In einem Maklervertrag verpflichtet sich der Auftraggeber, dem Makler für den Nachweis der Abschlussgelegenheit oder für die Vermittlungstätigkeit eine Vergütung unter der Voraussetzung zu zahlen, dass der beabsichtigte Hauptvertrag zustande kommt.
Die Verpflichtung zur Entrichtung der Provision besteht nur dann, wenn der Hauptvertrag infolge des Nachweises oder der Vermittlung des Maklers zustande kommt.

Die Nachweistätigkeit erfordert dabereine Leistung, die es Ihnen als Auftraggeber möglich macht, selbst zu verhandeln und den Hauptvertrag zu schließen.

Da die Gelegenheit zum Vertragsschluss und nicht ein Objekt nachzuweisen ist, bedarf es bei einem Kaufinteressenten der konkreten Bezeichnung des Objektes und des Vertragspartners.

Wenn die Erklärung, die Sie unterschrieben haben diese Voraussetzungen erfüllt, hätte der Makler einen Provisionsanspruch, wenn Sie das Objekt vom Eigentümer erwerben.
Der Sicherung des Anspruchs des Maklers dürfte die von Ihnen unterzeichnete Erklärung daher gedient haben.


Mit freundlichen Grüßen
K. Roth
- Rechtsanwalt -

Nachfrage vom Fragesteller 03.08.2006 | 08:50

Sehr geehrter Herr Roth,

danke für Ihre Antwort, ich entnehme Ihren Ausführungen, dass die Maklerprovision mit der Unterschrift auf dieser Erklärung fällig ist, egal wie schlecht die Leistung ist.

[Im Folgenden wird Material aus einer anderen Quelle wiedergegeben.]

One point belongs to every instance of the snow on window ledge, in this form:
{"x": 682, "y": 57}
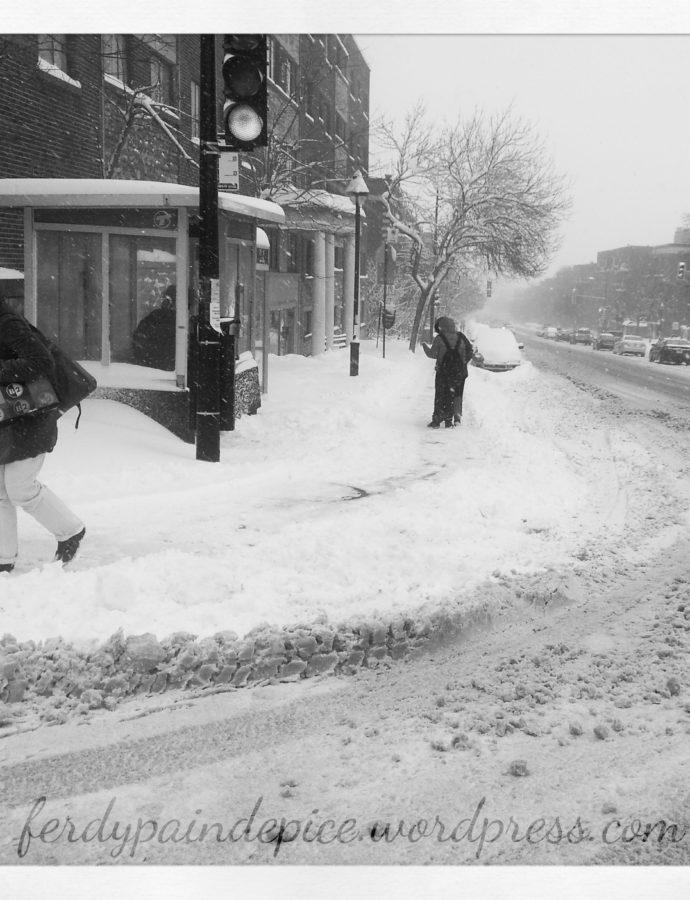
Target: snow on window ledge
{"x": 56, "y": 72}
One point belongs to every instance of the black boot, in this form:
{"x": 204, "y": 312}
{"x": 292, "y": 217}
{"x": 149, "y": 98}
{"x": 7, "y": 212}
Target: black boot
{"x": 67, "y": 550}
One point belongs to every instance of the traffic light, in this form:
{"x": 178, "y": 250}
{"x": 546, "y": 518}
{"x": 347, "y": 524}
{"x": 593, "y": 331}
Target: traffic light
{"x": 245, "y": 111}
{"x": 388, "y": 317}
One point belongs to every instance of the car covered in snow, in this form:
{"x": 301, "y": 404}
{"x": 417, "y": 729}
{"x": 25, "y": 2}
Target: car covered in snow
{"x": 604, "y": 341}
{"x": 630, "y": 345}
{"x": 495, "y": 349}
{"x": 670, "y": 350}
{"x": 581, "y": 336}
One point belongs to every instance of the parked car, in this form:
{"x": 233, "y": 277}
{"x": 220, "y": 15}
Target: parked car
{"x": 629, "y": 345}
{"x": 603, "y": 341}
{"x": 548, "y": 331}
{"x": 670, "y": 350}
{"x": 495, "y": 349}
{"x": 581, "y": 336}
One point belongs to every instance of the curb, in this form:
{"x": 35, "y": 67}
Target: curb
{"x": 63, "y": 680}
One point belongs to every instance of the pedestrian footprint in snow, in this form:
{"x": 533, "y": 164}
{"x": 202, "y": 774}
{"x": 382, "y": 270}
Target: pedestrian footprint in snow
{"x": 24, "y": 442}
{"x": 452, "y": 351}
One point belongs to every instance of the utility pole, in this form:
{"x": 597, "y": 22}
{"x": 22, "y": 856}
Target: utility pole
{"x": 207, "y": 387}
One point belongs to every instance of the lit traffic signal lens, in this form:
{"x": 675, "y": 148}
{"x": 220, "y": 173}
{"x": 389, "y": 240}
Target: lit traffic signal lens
{"x": 245, "y": 111}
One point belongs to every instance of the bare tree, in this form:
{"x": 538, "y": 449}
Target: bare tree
{"x": 479, "y": 196}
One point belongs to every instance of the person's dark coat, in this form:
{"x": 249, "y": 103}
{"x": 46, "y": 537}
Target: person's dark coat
{"x": 154, "y": 338}
{"x": 23, "y": 358}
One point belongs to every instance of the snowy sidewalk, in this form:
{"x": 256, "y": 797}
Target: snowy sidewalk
{"x": 334, "y": 502}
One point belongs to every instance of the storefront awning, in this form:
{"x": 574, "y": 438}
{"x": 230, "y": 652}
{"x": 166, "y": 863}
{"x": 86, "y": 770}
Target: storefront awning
{"x": 92, "y": 193}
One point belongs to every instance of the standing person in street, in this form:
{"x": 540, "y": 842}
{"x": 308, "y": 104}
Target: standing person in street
{"x": 24, "y": 442}
{"x": 452, "y": 351}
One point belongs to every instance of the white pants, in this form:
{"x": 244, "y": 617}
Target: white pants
{"x": 19, "y": 486}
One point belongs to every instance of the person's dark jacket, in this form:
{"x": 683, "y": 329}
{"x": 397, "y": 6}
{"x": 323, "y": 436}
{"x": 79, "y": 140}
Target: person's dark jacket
{"x": 445, "y": 328}
{"x": 23, "y": 358}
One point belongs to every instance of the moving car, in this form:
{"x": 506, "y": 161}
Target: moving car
{"x": 581, "y": 336}
{"x": 603, "y": 341}
{"x": 629, "y": 345}
{"x": 495, "y": 349}
{"x": 670, "y": 350}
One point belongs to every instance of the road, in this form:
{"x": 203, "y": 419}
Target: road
{"x": 555, "y": 734}
{"x": 638, "y": 381}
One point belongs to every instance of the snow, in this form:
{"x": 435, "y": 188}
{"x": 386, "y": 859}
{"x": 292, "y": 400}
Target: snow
{"x": 56, "y": 72}
{"x": 497, "y": 345}
{"x": 334, "y": 501}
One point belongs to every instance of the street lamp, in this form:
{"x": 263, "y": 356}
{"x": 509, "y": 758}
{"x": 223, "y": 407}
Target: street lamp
{"x": 357, "y": 188}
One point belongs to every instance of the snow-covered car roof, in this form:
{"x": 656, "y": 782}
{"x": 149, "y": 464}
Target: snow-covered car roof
{"x": 497, "y": 346}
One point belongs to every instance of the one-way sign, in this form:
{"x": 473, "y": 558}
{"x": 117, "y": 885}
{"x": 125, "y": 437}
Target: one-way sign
{"x": 229, "y": 172}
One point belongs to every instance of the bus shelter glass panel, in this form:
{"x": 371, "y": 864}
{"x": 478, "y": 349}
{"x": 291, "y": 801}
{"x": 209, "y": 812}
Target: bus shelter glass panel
{"x": 142, "y": 300}
{"x": 69, "y": 290}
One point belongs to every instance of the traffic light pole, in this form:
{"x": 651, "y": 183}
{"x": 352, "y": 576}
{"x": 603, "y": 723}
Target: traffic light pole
{"x": 207, "y": 385}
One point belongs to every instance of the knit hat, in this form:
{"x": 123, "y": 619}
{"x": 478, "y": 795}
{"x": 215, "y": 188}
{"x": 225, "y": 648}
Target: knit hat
{"x": 445, "y": 324}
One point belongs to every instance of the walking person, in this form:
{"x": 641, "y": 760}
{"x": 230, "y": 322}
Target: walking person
{"x": 452, "y": 351}
{"x": 24, "y": 442}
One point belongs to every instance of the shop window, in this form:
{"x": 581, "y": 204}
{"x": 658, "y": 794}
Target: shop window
{"x": 114, "y": 50}
{"x": 142, "y": 272}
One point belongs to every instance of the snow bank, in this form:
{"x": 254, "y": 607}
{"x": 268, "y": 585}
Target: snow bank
{"x": 334, "y": 502}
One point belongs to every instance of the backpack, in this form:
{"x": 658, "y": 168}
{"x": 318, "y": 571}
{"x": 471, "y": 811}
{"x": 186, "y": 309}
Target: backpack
{"x": 453, "y": 365}
{"x": 71, "y": 381}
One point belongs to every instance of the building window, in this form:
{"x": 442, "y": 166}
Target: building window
{"x": 161, "y": 81}
{"x": 310, "y": 100}
{"x": 324, "y": 111}
{"x": 292, "y": 251}
{"x": 53, "y": 49}
{"x": 282, "y": 69}
{"x": 114, "y": 49}
{"x": 308, "y": 257}
{"x": 195, "y": 106}
{"x": 340, "y": 128}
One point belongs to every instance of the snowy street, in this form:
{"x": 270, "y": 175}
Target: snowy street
{"x": 563, "y": 511}
{"x": 336, "y": 502}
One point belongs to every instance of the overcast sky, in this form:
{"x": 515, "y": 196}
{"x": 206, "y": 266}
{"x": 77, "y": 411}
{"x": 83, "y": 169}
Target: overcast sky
{"x": 604, "y": 82}
{"x": 612, "y": 111}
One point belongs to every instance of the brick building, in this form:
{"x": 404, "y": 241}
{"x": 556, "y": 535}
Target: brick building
{"x": 120, "y": 113}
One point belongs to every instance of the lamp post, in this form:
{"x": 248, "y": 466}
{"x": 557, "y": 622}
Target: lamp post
{"x": 357, "y": 188}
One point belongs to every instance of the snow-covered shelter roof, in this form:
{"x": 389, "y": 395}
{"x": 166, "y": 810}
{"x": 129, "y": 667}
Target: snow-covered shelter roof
{"x": 112, "y": 192}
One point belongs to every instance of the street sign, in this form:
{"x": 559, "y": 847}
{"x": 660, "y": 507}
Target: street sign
{"x": 229, "y": 172}
{"x": 214, "y": 308}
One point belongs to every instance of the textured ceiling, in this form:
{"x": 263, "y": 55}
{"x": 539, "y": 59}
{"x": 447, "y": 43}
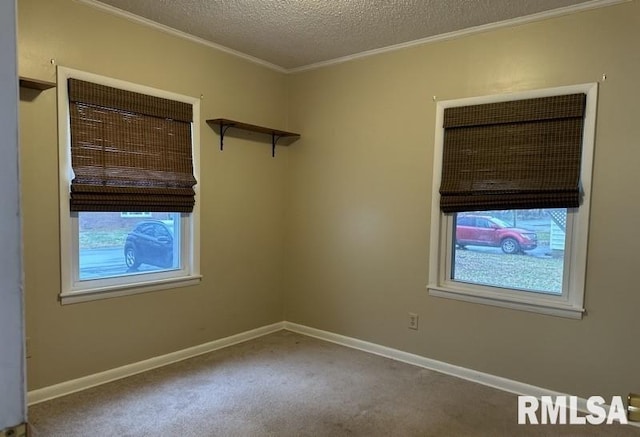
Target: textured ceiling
{"x": 292, "y": 34}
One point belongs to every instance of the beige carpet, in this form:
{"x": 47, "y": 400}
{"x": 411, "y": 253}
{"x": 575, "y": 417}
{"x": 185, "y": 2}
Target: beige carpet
{"x": 286, "y": 384}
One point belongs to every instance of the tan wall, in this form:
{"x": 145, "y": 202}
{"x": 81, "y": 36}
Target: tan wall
{"x": 242, "y": 202}
{"x": 360, "y": 196}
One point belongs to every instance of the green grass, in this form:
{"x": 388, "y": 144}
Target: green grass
{"x": 509, "y": 271}
{"x": 102, "y": 239}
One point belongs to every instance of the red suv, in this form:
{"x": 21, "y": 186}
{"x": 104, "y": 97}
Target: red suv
{"x": 477, "y": 230}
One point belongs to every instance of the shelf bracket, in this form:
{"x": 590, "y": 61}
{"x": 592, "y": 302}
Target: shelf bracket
{"x": 223, "y": 129}
{"x": 274, "y": 141}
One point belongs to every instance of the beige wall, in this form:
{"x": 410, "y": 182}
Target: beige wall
{"x": 347, "y": 205}
{"x": 360, "y": 196}
{"x": 241, "y": 204}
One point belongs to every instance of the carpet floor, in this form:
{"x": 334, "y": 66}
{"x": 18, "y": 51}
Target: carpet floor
{"x": 286, "y": 384}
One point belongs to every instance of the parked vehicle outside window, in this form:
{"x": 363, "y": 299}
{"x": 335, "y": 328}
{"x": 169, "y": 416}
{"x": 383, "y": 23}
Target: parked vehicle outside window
{"x": 478, "y": 230}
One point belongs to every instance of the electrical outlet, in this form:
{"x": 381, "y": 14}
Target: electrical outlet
{"x": 413, "y": 321}
{"x": 16, "y": 431}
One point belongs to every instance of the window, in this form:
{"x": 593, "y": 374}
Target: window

Ich nehme nochmals Bezug auf meine Frage zur Umgehung und frage Sie: kann diese Provision umgangen werden, wenn "nur" mein Lebensgefährte kauft, der NICHT unterschrieben hat ?

Vielen Dank vorab.

Antwort auf die Nachfrage vom Anwalt 03.08.2006 | 09:20

Sehr geehrte Ratsuchende,

vielen Dank für Ihre Nachfrage.

Die von Ihnen angedachte Umgehung der Maklerprovision ist nicht anzuraten, da ein derartiges Vereiteln eines Provisionsanspruchs strafbar ist.
Wenn das erlaubt wäre, würden die Makler keine Ansprüche mehr durchsetzen können, da eine solche Praxis sich schnell herumspräche.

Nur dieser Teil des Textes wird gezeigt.